Misery is a restaurant in which everyone, from customer to bartender to line cook, has been noticed, has been recognized.
The great bartender Jim Meehan once weighed in on the debate between the terms bartender and mixologist. “A mixologist serves drinks,” he said. “A bartender serves customers.” And it’s that impulse toward generosity that causes Misery to do surprising things.
Nora spotted one of the chefs dropping a fish skeleton into the basket of the deep fryer and then lowering it into the oil. “What the hell is that?” Nora asked. It turns out that fish bones, dusted with cornstarch and deep fried, are a delicacy known in Japan as hone senbei, or bone crackers. When a patron orders the whole lubina (a kind of Atlantic bass), the waiter offers at the end of the meal to have their fish’s carcass rendered into a lovely second course, at no charge. It takes everyone by surprise, it’s not on the menu, but when one comes back into the kitchen, it’s treated with as much care as the whole fish originally on the brazier, as beautifully plated and presented on its second life as its first. Those are the kinds of gifts—unnecessary, as gifts always are—that mark the shift from good enough to really good, and then beyond that.

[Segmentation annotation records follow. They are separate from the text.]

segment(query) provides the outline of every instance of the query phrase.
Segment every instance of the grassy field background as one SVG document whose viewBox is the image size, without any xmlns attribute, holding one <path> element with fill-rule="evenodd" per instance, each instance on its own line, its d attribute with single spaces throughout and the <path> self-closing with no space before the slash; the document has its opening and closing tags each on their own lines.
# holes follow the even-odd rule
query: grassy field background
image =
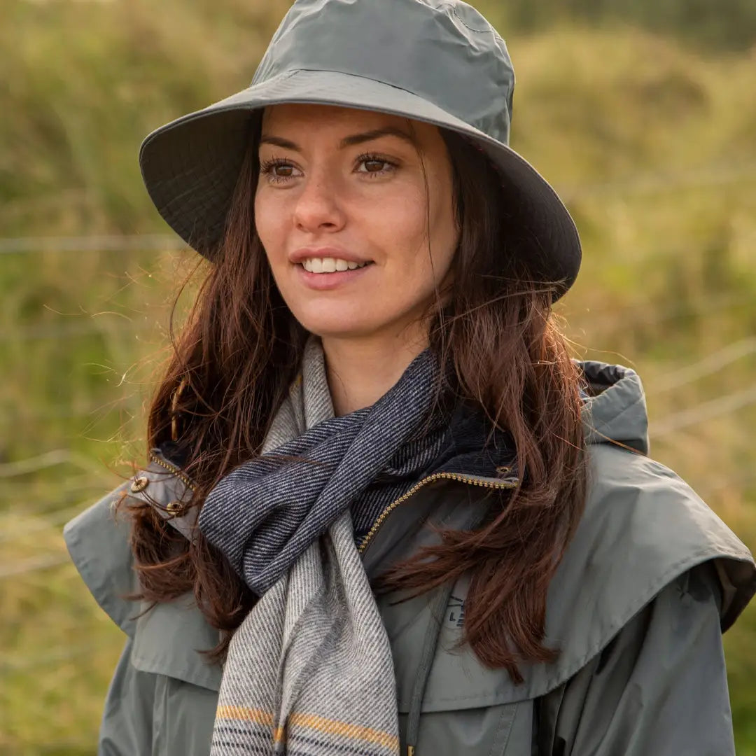
<svg viewBox="0 0 756 756">
<path fill-rule="evenodd" d="M 753 550 L 756 47 L 616 20 L 510 34 L 501 5 L 477 5 L 515 61 L 513 146 L 583 237 L 560 306 L 576 355 L 640 373 L 653 455 Z M 144 191 L 139 143 L 246 85 L 287 6 L 0 9 L 0 753 L 94 753 L 122 643 L 60 531 L 143 457 L 194 264 Z M 756 606 L 726 646 L 738 753 L 754 756 Z"/>
</svg>

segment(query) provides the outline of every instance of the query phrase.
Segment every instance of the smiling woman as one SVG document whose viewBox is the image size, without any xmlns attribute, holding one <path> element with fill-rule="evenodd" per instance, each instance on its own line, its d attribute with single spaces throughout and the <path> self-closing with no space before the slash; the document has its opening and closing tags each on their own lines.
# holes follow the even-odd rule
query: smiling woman
<svg viewBox="0 0 756 756">
<path fill-rule="evenodd" d="M 296 0 L 145 140 L 212 265 L 150 463 L 66 528 L 128 636 L 101 753 L 733 753 L 756 569 L 648 457 L 637 376 L 570 358 L 580 241 L 513 85 L 458 0 Z"/>
<path fill-rule="evenodd" d="M 289 309 L 321 338 L 345 414 L 427 342 L 459 240 L 451 160 L 435 126 L 371 110 L 274 105 L 262 128 L 257 233 Z M 350 380 L 355 348 L 372 364 Z"/>
</svg>

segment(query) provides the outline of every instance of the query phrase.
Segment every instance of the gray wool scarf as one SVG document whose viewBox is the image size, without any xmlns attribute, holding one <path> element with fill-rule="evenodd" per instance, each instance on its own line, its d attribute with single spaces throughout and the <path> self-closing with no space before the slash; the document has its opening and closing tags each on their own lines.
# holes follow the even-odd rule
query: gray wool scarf
<svg viewBox="0 0 756 756">
<path fill-rule="evenodd" d="M 441 447 L 426 422 L 438 371 L 419 355 L 372 407 L 334 417 L 322 349 L 262 454 L 210 492 L 200 527 L 261 598 L 231 639 L 211 756 L 394 756 L 391 647 L 355 539 Z"/>
</svg>

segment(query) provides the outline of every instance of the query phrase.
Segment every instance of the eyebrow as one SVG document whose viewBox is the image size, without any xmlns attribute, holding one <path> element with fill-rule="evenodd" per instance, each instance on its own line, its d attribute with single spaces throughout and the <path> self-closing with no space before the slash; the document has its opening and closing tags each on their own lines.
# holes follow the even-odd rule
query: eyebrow
<svg viewBox="0 0 756 756">
<path fill-rule="evenodd" d="M 339 149 L 343 150 L 347 147 L 353 147 L 355 144 L 361 144 L 363 142 L 372 141 L 380 137 L 394 136 L 398 137 L 409 142 L 413 147 L 417 147 L 415 140 L 401 129 L 395 126 L 385 126 L 383 129 L 373 129 L 370 132 L 363 132 L 361 134 L 352 134 L 348 137 L 344 137 L 339 142 Z M 284 139 L 282 137 L 277 137 L 272 134 L 263 134 L 260 137 L 261 144 L 273 144 L 275 147 L 283 147 L 284 150 L 294 150 L 296 152 L 302 152 L 302 147 L 296 142 L 289 139 Z"/>
</svg>

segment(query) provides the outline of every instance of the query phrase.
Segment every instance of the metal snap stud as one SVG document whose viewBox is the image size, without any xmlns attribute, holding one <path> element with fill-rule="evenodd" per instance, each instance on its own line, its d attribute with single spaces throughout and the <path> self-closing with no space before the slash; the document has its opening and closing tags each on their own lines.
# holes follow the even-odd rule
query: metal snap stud
<svg viewBox="0 0 756 756">
<path fill-rule="evenodd" d="M 144 491 L 149 485 L 150 479 L 141 475 L 132 482 L 132 493 L 138 494 L 140 491 Z"/>
</svg>

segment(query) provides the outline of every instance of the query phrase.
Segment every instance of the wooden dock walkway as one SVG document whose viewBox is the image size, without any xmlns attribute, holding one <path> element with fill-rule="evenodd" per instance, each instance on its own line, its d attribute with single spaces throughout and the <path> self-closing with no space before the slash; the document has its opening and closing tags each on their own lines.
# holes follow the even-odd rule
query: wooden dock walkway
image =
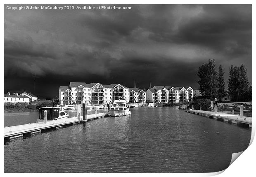
<svg viewBox="0 0 256 177">
<path fill-rule="evenodd" d="M 80 120 L 77 117 L 69 118 L 63 118 L 57 120 L 48 120 L 46 123 L 43 121 L 33 123 L 21 125 L 17 126 L 5 127 L 5 142 L 10 140 L 21 137 L 30 136 L 35 133 L 41 131 L 47 131 L 52 129 L 57 129 L 65 127 L 87 121 L 90 121 L 95 119 L 104 117 L 107 113 L 87 115 L 87 120 L 83 121 L 83 116 Z"/>
<path fill-rule="evenodd" d="M 216 119 L 222 119 L 223 121 L 231 122 L 236 124 L 245 124 L 251 128 L 251 117 L 244 116 L 241 118 L 238 115 L 231 114 L 222 112 L 212 112 L 211 111 L 201 111 L 199 110 L 186 110 L 185 112 L 199 115 L 204 117 L 213 118 Z"/>
</svg>

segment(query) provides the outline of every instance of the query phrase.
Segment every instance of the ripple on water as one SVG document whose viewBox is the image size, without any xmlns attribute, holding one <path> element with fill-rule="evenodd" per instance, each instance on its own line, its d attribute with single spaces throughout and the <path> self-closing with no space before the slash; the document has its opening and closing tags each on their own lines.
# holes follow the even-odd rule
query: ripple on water
<svg viewBox="0 0 256 177">
<path fill-rule="evenodd" d="M 177 107 L 131 112 L 6 143 L 5 172 L 213 172 L 250 141 L 251 129 Z"/>
</svg>

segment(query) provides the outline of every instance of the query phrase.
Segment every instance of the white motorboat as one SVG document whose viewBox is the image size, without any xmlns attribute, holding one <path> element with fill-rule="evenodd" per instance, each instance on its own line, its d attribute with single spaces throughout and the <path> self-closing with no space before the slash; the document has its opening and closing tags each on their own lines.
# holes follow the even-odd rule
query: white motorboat
<svg viewBox="0 0 256 177">
<path fill-rule="evenodd" d="M 93 106 L 90 104 L 85 104 L 85 109 L 93 109 Z"/>
<path fill-rule="evenodd" d="M 154 103 L 149 103 L 149 105 L 147 105 L 148 107 L 154 107 Z"/>
<path fill-rule="evenodd" d="M 64 105 L 57 105 L 57 107 L 59 107 L 59 110 L 64 110 L 66 107 L 66 106 Z"/>
<path fill-rule="evenodd" d="M 76 108 L 73 105 L 66 105 L 64 108 L 64 110 L 75 110 Z"/>
<path fill-rule="evenodd" d="M 59 110 L 59 107 L 41 107 L 39 108 L 39 118 L 37 122 L 43 121 L 45 111 L 47 111 L 47 120 L 48 120 L 67 118 L 69 116 L 64 111 Z"/>
<path fill-rule="evenodd" d="M 130 114 L 130 111 L 125 100 L 115 100 L 109 111 L 111 116 L 122 116 Z"/>
<path fill-rule="evenodd" d="M 131 104 L 130 105 L 130 107 L 139 107 L 139 105 L 138 104 Z"/>
</svg>

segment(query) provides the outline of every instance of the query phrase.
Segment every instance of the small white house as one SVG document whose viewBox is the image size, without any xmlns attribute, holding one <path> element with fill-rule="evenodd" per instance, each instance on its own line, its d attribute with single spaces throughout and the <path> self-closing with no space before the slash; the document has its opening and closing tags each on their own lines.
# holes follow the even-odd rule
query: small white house
<svg viewBox="0 0 256 177">
<path fill-rule="evenodd" d="M 31 101 L 38 100 L 37 96 L 36 96 L 34 95 L 33 95 L 30 93 L 26 93 L 25 91 L 19 95 L 21 95 L 22 96 L 25 96 L 29 98 Z"/>
<path fill-rule="evenodd" d="M 19 95 L 15 93 L 11 95 L 9 92 L 4 95 L 4 102 L 29 102 L 29 98 L 26 96 Z"/>
</svg>

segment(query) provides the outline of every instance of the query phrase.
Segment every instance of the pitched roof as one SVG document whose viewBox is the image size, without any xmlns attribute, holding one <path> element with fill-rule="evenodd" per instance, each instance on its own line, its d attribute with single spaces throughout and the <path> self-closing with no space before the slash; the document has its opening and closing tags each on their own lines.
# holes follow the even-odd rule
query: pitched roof
<svg viewBox="0 0 256 177">
<path fill-rule="evenodd" d="M 141 89 L 140 89 L 140 88 L 129 88 L 129 92 L 130 92 L 132 90 L 133 90 L 135 92 L 139 92 L 140 91 L 141 91 Z"/>
<path fill-rule="evenodd" d="M 28 95 L 29 95 L 30 96 L 32 96 L 32 97 L 37 97 L 37 96 L 36 96 L 35 95 L 33 95 L 31 93 L 27 93 L 27 92 L 24 91 L 22 93 L 26 93 Z M 22 93 L 21 93 L 21 94 L 22 94 Z"/>
<path fill-rule="evenodd" d="M 152 93 L 155 93 L 157 91 L 154 88 L 149 88 L 147 89 L 147 90 L 149 90 Z"/>
<path fill-rule="evenodd" d="M 69 86 L 59 86 L 61 91 L 64 91 L 68 89 L 71 90 L 71 88 Z"/>
<path fill-rule="evenodd" d="M 156 87 L 156 88 L 158 89 L 162 89 L 163 88 L 164 88 L 164 86 L 154 86 L 154 87 Z"/>
<path fill-rule="evenodd" d="M 29 98 L 28 97 L 26 96 L 22 96 L 22 95 L 10 95 L 7 94 L 5 94 L 5 97 L 12 97 L 12 98 Z"/>
<path fill-rule="evenodd" d="M 125 88 L 128 88 L 128 87 L 126 87 L 126 86 L 125 86 L 124 85 L 122 85 L 122 84 L 111 84 L 110 85 L 111 86 L 112 86 L 113 87 L 114 87 L 116 86 L 117 85 L 118 85 L 118 84 L 120 85 L 121 86 Z"/>
<path fill-rule="evenodd" d="M 85 85 L 86 84 L 85 82 L 70 82 L 69 86 L 71 87 L 77 87 L 80 85 L 85 86 Z"/>
</svg>

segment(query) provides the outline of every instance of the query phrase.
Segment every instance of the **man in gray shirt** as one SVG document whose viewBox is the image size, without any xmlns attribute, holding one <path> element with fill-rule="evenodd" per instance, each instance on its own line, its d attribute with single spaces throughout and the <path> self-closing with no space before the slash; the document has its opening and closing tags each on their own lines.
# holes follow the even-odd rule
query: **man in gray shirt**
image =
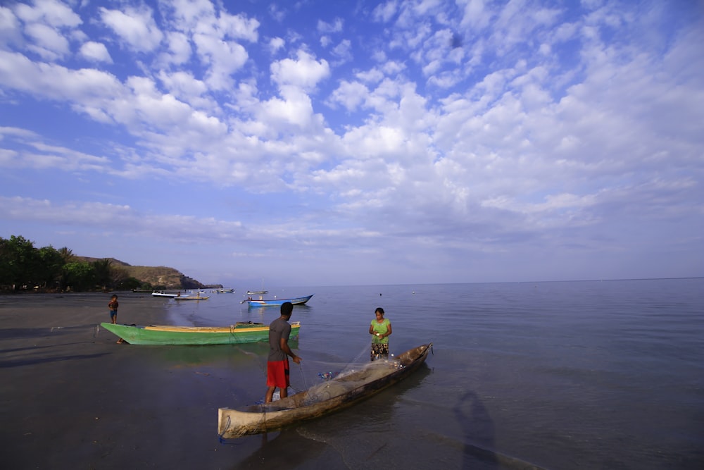
<svg viewBox="0 0 704 470">
<path fill-rule="evenodd" d="M 301 358 L 294 354 L 289 347 L 289 336 L 291 335 L 291 324 L 289 319 L 294 311 L 294 305 L 290 302 L 281 304 L 281 316 L 269 325 L 269 357 L 267 359 L 266 396 L 265 403 L 270 403 L 274 396 L 274 390 L 278 387 L 281 398 L 289 396 L 290 374 L 289 373 L 289 356 L 296 364 L 301 364 Z"/>
</svg>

So excellence from three root stocks. Excellence from fear, focused on defending the fragile self. Excellence from craft, focused on perfecting the object. Excellence from generosity, focused on lifting everyone around you to greater joy. Each brings a different flavor, but only one has the power of engaging all of its participants.
Let’s leave the final word to Andre Agassi, now wiser than his wounded younger self:
Helping Frankie provides more satisfaction and makes me feel more connected and alive and myself than anything else that happens in 1996. I tell myself: Remember this. Hold on to this. This is the only perfection there is, the perfection of helping others. This is the only thing we can do that has any lasting value or meaning. This is why we’re here. To make each other feel safe.